The pipeline will be build one step at a time with step 1 and 2 being the most crucial. Where possible, hydra-genetics modules (https://github.com/hydra-genetics) will be used. Part of pipeline will not be in hydra-genetics from the beginning but will be changed into modules when there is time.
Steg 1: SNV and indel analysis
- GATK best practices to get analysis ready bam
- deepVariant (+ GLNexus?) for calling
- kinship and sex-check with peddy (maybe have an easy this many reads tells this story too, can find XXY and homozygote females)
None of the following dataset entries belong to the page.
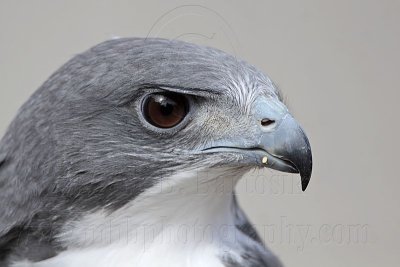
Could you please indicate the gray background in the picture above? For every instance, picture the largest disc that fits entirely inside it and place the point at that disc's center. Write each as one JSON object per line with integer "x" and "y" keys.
{"x": 337, "y": 63}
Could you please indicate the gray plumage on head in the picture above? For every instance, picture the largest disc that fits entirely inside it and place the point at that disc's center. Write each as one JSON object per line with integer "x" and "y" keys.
{"x": 80, "y": 143}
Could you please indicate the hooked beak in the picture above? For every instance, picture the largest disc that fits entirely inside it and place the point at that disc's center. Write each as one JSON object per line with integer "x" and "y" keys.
{"x": 289, "y": 149}
{"x": 284, "y": 148}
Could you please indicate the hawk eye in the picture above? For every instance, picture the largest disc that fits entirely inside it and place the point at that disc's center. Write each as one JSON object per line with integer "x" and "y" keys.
{"x": 165, "y": 110}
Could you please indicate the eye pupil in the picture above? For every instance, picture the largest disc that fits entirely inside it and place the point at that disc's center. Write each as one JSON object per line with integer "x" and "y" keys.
{"x": 165, "y": 110}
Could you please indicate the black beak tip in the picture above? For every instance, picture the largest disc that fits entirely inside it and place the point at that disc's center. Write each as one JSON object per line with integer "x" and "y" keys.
{"x": 305, "y": 174}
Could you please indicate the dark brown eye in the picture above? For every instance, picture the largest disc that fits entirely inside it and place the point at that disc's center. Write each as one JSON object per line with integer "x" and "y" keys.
{"x": 165, "y": 110}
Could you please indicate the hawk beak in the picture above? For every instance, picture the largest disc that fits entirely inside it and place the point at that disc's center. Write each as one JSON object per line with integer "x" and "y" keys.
{"x": 288, "y": 149}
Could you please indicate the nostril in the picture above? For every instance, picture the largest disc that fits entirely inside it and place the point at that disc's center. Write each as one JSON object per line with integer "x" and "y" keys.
{"x": 267, "y": 122}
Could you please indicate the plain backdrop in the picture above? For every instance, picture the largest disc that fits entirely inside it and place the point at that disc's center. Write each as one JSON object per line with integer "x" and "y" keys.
{"x": 337, "y": 63}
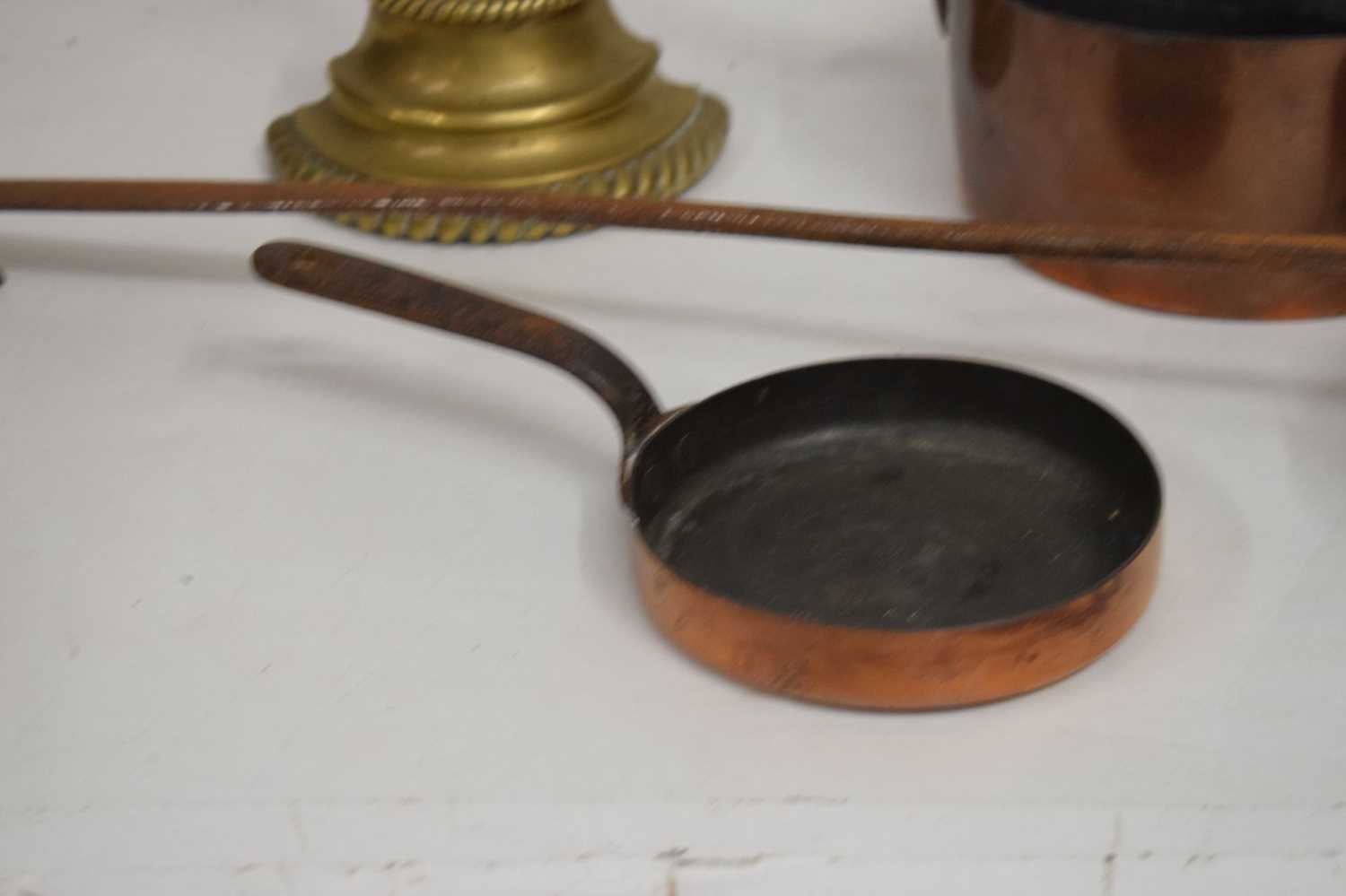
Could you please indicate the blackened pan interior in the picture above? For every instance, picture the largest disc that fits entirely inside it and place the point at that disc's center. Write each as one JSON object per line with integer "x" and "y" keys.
{"x": 898, "y": 494}
{"x": 1211, "y": 18}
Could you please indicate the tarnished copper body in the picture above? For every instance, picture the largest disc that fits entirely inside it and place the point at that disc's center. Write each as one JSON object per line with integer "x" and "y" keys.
{"x": 1068, "y": 120}
{"x": 872, "y": 665}
{"x": 898, "y": 670}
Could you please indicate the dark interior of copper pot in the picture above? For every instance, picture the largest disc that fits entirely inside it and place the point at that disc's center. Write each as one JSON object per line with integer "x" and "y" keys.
{"x": 1222, "y": 18}
{"x": 896, "y": 494}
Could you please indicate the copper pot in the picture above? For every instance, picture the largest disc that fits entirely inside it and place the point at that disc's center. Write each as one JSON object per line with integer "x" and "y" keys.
{"x": 1197, "y": 116}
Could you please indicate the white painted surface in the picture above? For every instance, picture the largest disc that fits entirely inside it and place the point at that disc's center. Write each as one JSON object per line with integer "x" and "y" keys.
{"x": 299, "y": 600}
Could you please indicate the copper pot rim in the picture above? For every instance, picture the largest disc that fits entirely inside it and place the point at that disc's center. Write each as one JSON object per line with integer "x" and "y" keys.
{"x": 1173, "y": 32}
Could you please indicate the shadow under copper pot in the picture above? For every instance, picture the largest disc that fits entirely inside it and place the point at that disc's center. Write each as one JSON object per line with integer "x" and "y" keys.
{"x": 1089, "y": 118}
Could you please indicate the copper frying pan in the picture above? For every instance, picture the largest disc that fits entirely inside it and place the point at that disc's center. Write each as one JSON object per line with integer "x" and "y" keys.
{"x": 885, "y": 533}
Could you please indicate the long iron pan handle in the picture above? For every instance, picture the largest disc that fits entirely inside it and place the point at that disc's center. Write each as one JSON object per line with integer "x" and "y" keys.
{"x": 1030, "y": 239}
{"x": 374, "y": 287}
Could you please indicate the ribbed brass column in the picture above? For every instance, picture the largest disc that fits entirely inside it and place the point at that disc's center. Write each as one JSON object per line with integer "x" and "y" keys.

- coverage for gene panels
Steg 2: CNV, and other SV: inversions, deletion and duplications for Moon
- manta
- CNVnator
- When these work and other parts of the pipeline it is possible to continue buildning this part. What is good right now? (Tiddit, CNVkit, delly, others?)
- Combine the results from different callers: SVdb to one vcf-file
- SVdb will help remove false positives?
- Region Of Homozygosity and UniParental Disomy
Steg 3: SMA
- SMNCopyNumberCaller (https://github.com/Illumina/SMNCopyNumberCaller, https://www.nature.com/articles/s41436-020-0754-0?proof=t)
- SMNca (https://onlinelibrary.wiley.com/doi/full/10.1002/humu.24120)
- other ways to handle SMN1 och SMN2?
Steg 4: Repeat expansions
- ExpansionHunter
- if annotation is needed: STRanger
- histogram with size distribution per sample
- REViewer? Illumina
- Fragile X
Steg 5: Mitochondria
- heteroplasmy (sensitivity)
Steg 6: RNA
#Software or thoughts for future
- Telomerecat is a tool for estimating the average telomere length (TL) for a paired end, whole genome sequencing (WGS) sample (Panos kanske är intresserad av svaret)
- Cyrius for good call of CYP2D6
- What data is needed more than vcf? QC and figures.